Les causes de décès en France viennent de faire l’objet d’un nouveau rapport de référence, publié fin juin par la Drees (Direction de la recherche, des études, de l’évaluation et des statistiques) en collaboration avec Santé publique France et l’Inserm. Verdict : malgré un taux de mortalité historiquement bas, les cancers et les maladies cardiovasculaires restent, de loin, les deux premières causes de décès dans le pays.
Cancers et maladies cardiovasculaires en tête
Selon cette étude, les tumeurs sont responsables de 27,1 % des décès enregistrés en France, tandis que les maladies de l’appareil circulatoire en représentent 21,2 %. À elles deux, ces deux catégories concentrent donc près de la moitié de la mortalité totale du pays. Le cancer demeure la première cause de décès chez les hommes, et la seconde chez les femmes, derrière les pathologies cardiovasculaires.
Les maladies respiratoires, troisième cause de mortalité
Loin derrière ces deux grandes causes, les maladies de l’appareil respiratoire arrivent en troisième position, avec 8,2 % de l’ensemble des décès enregistrés en 2024. Un classement qui reste globalement stable d’une année sur l’autre, même si la hiérarchie précise entre pathologies peut légèrement varier selon les tranches d’âge et les régions.

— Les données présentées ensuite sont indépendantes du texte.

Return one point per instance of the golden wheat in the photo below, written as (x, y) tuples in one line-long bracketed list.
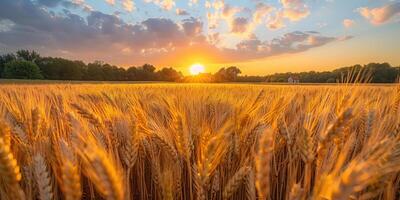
[(199, 141)]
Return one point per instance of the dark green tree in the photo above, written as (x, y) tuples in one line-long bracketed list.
[(28, 55), (21, 69), (4, 59)]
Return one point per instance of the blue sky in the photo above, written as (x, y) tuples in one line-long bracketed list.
[(261, 36)]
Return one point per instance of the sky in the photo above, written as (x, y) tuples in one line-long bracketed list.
[(259, 36)]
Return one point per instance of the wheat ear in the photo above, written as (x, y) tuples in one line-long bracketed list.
[(262, 163), (10, 171), (235, 182)]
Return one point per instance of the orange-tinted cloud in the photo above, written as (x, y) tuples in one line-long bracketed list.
[(380, 15), (348, 23)]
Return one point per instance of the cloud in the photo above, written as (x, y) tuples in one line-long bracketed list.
[(128, 5), (111, 2), (165, 4), (240, 25), (295, 10), (380, 15), (192, 27), (181, 12), (262, 10), (348, 23), (276, 21), (100, 36), (292, 42)]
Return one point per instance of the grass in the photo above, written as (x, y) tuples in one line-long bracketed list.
[(199, 141)]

Une mortalité globale qui continue de reculer, mais plus lentement
Une fois corrigée de l’effet du vieillissement de la population, la mortalité globale poursuit sa baisse en 2024 par rapport à 2023. Une évolution positive, mais les auteurs du rapport soulignent que cette amélioration reste plus limitée que ce qui était observé avant la pandémie de Covid-19, signe que certaines tendances de fond méritent d’être surveillées dans la durée plutôt que sur une seule année.
Pourquoi ces chiffres comptent
- Ils orientent les priorités de santé publique : dépistage du cancer, prévention cardiovasculaire, qualité de l’air.

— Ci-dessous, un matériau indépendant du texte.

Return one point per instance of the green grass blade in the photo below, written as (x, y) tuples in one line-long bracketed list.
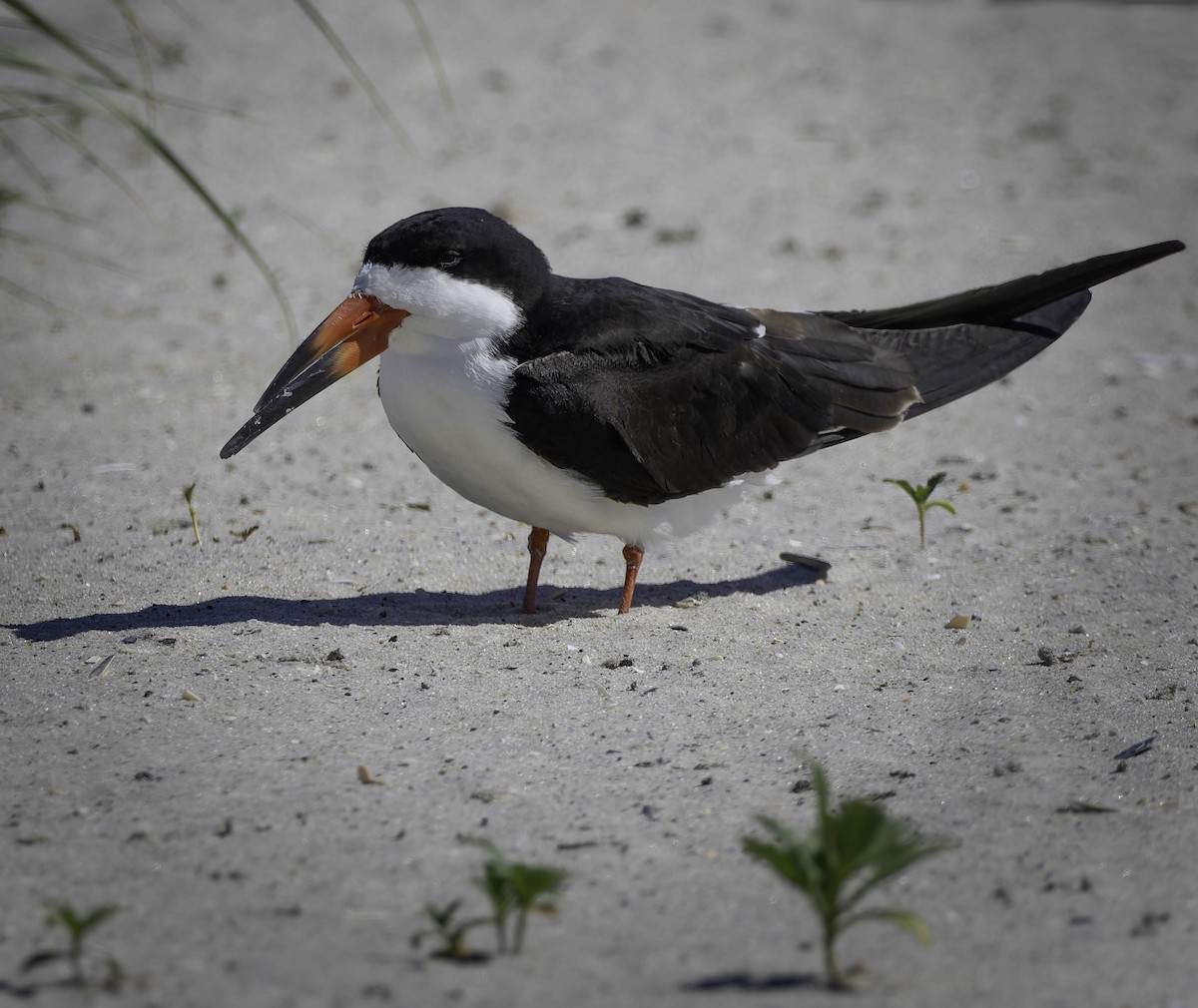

- Ils permettent de mesurer l’impact réel des politiques de prévention sur le temps long.
- Ils rappellent l’importance des gestes simples au quotidien, entre habitudes de vie et suivi médical régulier.

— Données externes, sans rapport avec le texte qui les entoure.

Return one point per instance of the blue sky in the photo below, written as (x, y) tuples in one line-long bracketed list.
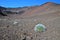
[(22, 3)]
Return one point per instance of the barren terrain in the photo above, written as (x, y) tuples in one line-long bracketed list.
[(21, 26)]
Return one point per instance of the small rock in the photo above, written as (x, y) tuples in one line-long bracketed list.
[(24, 38)]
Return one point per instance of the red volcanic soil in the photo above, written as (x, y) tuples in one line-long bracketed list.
[(21, 26)]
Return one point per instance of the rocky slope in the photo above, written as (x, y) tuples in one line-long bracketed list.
[(20, 26)]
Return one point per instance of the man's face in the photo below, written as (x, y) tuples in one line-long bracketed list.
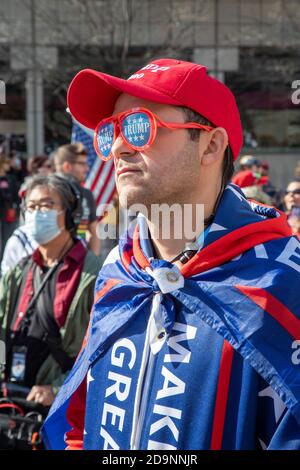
[(166, 172), (79, 168)]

- Ils s’inscrivent dans un ensemble plus large d’indicateurs statistiques nationaux suivis chaque année par les autorités sanitaires.
Ce qu’il faut retenir
Ce rapport confirme une tendance connue mais rarement quantifiée avec autant de précision : deux familles de maladies concentrent l’essentiel des décès en France. Une information qui, sans dramatiser, invite à rappeler l’intérêt du dépistage précoce et d’un mode de vie équilibré, deux leviers identifiés de longue date par les autorités sanitaires pour infléchir ces courbes sur la durée.
Questions fréquentes
Quelle est la première cause de décès en France ?
Les cancers (tumeurs) arrivent en tête, avec 27,1 % des décès, suivis de près par les maladies cardiovasculaires qui représentent 21,2 % de la mortalité totale.
La mortalité en France augmente-t-elle ou diminue-t-elle ?
Corrigée de l’effet du vieillissement de la population, la mortalité globale continue de baisser en 2024 par rapport à 2023, mais à un rythme plus lent qu’avant la pandémie de Covid-19.
Qui publie ces données sur les causes de décès ?
Le rapport est produit par la Drees, en collaboration avec Santé publique France et l’Inserm, à partir des données officielles de mortalité collectées en France.